Ah Sim! A proper introduction.

Agora que já temos quatro posts no blog, acho que é hora de, bem, um post de inauguração. Esta é uma reciclagem de um projeto que nunca foi pra frente por falta de tempo e compromisso dos participantes. Ok, ok, por falta de compromisso meu. Eu (que agora estarei aqui em tempo integral), Igor, Gustavo, e Éber somos os quatro charter members, os cavaleiros do apocalipse, os fab four.


De esquerda para a direita: Éber, Gustavo, João e Igor.

Eu estou animado. Ser um Ringo Starr nessa vida não é fácil, ainda mais quando cercado pelos Lennons, Harrisons e McCartneys do mundo. Mas pode ser divertido.

A arte evangélica

Oba, eu faço parte deste blog! Acho que eu tenho que escrever alguma coisa por aqui também, então eu resolvi escrever... Não sabia muito bem o que ia dizer, pois perto de "monstros" (não estou me referindo aqui a aparência física, mesmo porque nunca os conheci ao vivo... Pelas fotos, ninguém é tão monstruoso assim) "literários" que são o João, Igor e Nagel, meus textos não são lá grandes coisas. Mas eu vou me esforçar, eu prometo! Minha principal inspiração, até agora, foram os ótimos textos já publicados nesteblog.

Lendo o post do Igor e do João, me lembrei que uma vez eu fiquei com muita inveja dos católicos. Por quê? Ah! Porque as coisas deles são tão bonitas!
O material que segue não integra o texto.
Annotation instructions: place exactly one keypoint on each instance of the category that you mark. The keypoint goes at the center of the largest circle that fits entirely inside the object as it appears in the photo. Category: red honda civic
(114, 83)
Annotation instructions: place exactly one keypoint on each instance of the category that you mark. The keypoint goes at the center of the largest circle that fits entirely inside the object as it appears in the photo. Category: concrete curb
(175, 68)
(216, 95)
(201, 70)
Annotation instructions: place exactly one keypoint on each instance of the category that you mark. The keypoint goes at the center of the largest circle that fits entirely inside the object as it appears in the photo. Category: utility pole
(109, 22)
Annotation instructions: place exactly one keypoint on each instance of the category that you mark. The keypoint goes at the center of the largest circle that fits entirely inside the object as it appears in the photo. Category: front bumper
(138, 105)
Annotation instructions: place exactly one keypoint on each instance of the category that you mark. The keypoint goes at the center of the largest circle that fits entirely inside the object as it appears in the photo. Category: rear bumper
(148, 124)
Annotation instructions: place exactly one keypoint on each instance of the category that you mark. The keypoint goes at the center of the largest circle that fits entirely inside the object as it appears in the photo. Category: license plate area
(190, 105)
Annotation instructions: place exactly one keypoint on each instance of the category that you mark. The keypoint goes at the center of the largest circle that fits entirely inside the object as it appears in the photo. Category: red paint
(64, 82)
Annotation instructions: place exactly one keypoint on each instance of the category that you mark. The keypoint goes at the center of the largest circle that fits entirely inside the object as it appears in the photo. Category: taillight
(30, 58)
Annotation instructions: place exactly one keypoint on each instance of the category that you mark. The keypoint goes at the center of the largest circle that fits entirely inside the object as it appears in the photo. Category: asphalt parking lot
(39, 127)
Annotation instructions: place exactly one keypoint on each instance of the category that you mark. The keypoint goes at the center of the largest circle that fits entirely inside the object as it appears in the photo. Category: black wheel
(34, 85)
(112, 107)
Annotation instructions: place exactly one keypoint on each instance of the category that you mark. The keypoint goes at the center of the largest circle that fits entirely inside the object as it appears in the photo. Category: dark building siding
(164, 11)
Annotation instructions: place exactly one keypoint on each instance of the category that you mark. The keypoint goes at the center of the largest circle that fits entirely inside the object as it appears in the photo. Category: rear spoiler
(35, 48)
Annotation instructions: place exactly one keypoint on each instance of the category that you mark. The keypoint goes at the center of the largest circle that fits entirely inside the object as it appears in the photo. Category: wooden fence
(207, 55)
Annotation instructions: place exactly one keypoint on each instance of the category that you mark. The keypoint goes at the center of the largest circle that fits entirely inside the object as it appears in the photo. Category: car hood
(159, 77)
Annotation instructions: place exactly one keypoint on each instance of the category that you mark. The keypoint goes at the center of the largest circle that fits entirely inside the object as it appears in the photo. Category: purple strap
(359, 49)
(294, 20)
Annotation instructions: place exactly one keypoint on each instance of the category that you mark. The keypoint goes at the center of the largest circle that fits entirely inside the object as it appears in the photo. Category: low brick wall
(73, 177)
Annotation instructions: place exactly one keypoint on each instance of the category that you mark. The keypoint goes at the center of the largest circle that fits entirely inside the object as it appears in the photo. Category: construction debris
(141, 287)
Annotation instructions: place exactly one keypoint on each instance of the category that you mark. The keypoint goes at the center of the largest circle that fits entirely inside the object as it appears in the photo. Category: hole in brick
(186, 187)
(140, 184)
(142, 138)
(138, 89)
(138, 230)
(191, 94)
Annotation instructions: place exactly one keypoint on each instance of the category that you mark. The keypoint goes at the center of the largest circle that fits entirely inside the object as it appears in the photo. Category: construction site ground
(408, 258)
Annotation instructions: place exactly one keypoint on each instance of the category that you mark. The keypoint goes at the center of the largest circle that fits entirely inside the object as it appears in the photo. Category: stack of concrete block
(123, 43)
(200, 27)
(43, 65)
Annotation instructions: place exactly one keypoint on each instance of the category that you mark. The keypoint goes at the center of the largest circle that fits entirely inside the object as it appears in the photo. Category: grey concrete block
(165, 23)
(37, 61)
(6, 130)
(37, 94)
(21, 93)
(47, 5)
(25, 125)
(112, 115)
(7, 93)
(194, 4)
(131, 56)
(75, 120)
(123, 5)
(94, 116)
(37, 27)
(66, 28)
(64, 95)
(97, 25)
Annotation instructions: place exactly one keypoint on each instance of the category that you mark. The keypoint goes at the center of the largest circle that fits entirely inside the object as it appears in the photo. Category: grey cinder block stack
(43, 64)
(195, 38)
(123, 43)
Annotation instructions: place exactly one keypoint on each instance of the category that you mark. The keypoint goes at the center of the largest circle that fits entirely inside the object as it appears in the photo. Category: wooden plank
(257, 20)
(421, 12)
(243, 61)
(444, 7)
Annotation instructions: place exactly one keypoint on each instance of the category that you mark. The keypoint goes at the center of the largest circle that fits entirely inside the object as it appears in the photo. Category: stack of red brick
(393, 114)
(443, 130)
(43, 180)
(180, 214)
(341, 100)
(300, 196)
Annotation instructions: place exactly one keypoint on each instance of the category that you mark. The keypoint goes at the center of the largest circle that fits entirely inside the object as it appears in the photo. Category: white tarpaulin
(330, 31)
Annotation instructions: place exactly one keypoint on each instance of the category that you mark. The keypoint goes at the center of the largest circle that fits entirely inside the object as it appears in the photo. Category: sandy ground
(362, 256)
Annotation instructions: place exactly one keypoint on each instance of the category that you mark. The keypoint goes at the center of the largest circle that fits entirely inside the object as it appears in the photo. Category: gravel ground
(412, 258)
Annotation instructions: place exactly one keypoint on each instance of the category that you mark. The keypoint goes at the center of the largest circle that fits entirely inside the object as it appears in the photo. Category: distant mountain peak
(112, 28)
Entre numa igreja católica, que coisa mais linda! Aquela arquitetura, as pinturas, os vitrais, os rituais, os trajes. É tudo tão legal e bonito! O papa e aquele chapéu grande! Os franciscanos com aqueles roupões marrons e cordinhas na cintura... Também existem os mistérios! A Opus Dei, a biblioteca do Vaticano e tantas coisas bacanas! Não estou falando que nada disso tenha algum valor espiritual que vá colocar os católicos na frente da fila pra entrar no céu. Não é isso. O legal é ver como os católicos contribuíram para a cultura geral. Daí eu olho pro povo evangélico num esforço de reconhecer alguma coisa bacana assim e não consigo encontrar nada. Talvez seja minha própria ignorância. Você conhece algo?
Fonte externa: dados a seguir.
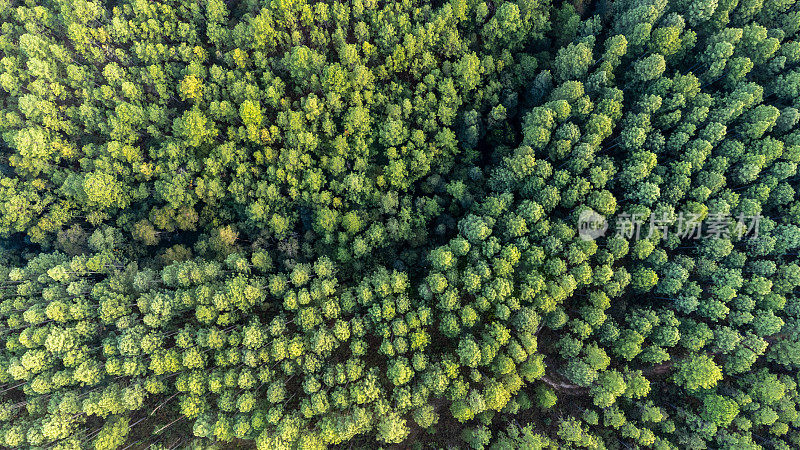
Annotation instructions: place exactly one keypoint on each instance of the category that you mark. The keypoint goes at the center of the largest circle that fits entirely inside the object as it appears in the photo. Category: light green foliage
(308, 225)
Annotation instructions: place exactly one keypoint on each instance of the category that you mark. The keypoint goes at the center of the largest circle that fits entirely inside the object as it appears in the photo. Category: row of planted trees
(309, 225)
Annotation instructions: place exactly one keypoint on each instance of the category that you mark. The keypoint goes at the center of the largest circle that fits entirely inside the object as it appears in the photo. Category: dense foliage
(292, 224)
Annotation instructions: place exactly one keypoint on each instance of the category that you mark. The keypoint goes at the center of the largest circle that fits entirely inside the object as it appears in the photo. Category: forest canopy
(291, 224)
Me sinto um pouco deprimido quando olho pros católicos e vejo em seu arraial de artistas como Caravaggio, Michelangelo, Leonardo e todos aqueles artistas renascentistas. Posso ver obras como o teto da Capela Sistina e a escultura de Davi, os profetas de Aleijadinho. Enfim... Quando olho pro povo evangélico, parece que tenho que me limitar à música (porque é difícil evangélico fazer outra arte além da música) onde encontro artistas como... Cassiane. Nada contra a Cassiane! Mas eu acho que deu pra entender o que eu quis dizer. Parece que no meio evangélico a arte é um meio de atração ao invés de ser a simples expressão daquilo que o artista sente. O problema é que não se entende o poder que a simples expressão do sentimento tem. Quando se tem todo o amor de Deus na vida e reconhecemos seu sacrifício, a arte, pura e simples, é um testemunho muito forte! São motivos especiais e relevantes. Enquanto os católicos fazem pinturasmagistrais, nós fazemos música que rimam "Jesus" com "Cruz" com "Pus" e colocamos fogo, chuva, vento, todas essas palavrinhas no meio.
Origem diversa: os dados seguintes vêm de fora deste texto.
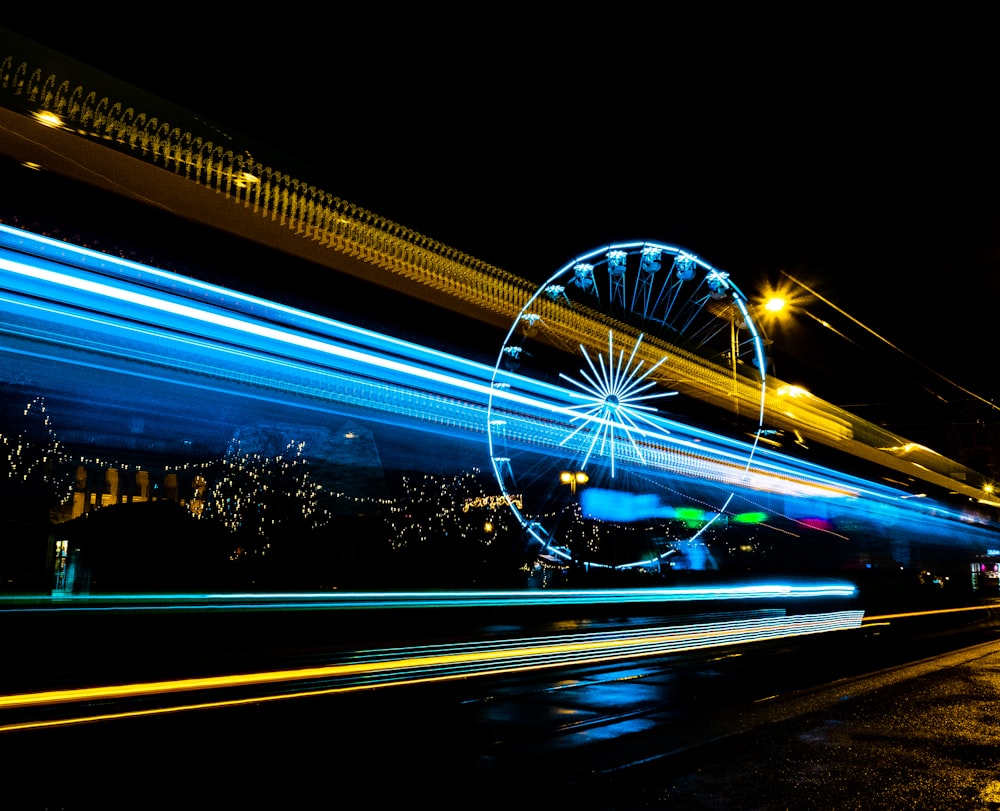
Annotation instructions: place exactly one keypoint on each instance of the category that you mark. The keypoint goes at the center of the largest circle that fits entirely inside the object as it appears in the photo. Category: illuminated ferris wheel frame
(622, 311)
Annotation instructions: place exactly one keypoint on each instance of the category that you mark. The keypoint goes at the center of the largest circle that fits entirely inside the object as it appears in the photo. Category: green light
(750, 518)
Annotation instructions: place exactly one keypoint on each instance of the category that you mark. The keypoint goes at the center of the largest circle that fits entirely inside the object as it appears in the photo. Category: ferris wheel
(585, 397)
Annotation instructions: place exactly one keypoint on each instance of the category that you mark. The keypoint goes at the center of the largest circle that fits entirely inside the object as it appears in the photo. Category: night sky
(860, 162)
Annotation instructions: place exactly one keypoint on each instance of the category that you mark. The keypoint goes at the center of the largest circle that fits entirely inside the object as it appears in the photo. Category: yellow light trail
(513, 656)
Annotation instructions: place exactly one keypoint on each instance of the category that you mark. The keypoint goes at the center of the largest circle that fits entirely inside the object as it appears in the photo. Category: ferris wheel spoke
(609, 320)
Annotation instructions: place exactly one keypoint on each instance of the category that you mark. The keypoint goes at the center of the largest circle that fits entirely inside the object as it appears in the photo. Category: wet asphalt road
(895, 720)
(921, 736)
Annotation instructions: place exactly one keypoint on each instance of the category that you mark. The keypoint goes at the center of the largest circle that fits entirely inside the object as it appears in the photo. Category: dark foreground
(918, 729)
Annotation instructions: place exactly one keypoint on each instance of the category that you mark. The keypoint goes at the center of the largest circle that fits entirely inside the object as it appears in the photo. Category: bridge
(78, 321)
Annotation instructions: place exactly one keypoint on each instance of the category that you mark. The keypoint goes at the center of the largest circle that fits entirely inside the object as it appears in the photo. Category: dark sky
(857, 159)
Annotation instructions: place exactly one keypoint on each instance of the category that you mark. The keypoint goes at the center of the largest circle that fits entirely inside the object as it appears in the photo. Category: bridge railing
(95, 106)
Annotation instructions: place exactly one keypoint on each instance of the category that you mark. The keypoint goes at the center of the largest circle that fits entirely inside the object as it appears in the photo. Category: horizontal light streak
(394, 667)
(222, 329)
(776, 590)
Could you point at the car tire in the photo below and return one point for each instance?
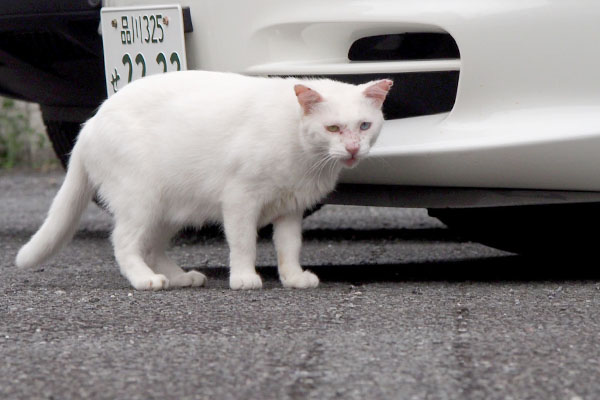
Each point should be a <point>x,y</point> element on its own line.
<point>543,230</point>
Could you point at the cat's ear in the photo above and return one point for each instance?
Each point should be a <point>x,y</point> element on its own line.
<point>378,90</point>
<point>307,98</point>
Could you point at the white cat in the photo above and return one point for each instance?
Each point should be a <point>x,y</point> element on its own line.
<point>185,148</point>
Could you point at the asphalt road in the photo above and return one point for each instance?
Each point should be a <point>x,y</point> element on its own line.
<point>405,310</point>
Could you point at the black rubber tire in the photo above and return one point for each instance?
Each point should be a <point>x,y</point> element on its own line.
<point>63,136</point>
<point>545,230</point>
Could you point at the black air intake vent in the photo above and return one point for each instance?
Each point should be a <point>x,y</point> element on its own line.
<point>404,47</point>
<point>413,94</point>
<point>426,90</point>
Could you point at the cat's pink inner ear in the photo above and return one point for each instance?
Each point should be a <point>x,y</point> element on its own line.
<point>378,91</point>
<point>307,98</point>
Arte não é marketing pra trazer visitantes pra igreja. Onde estão os pintores, escultores, poetas e escritores evangélicos? Como deve ser a arte do cristão? Acho que foi Francis Schaeffer que disse que a arte cristã deve ser algo como no movimento naturalista, onde a natureza é representada de forma pura e fiel, enaltecendo assim a criação de Deus, e por conseqüência, o próprio Deus. Faz sentido, mas eu acho que a galera pode pirar e fazer coisas diferentes também né? Ou não? Sei lá...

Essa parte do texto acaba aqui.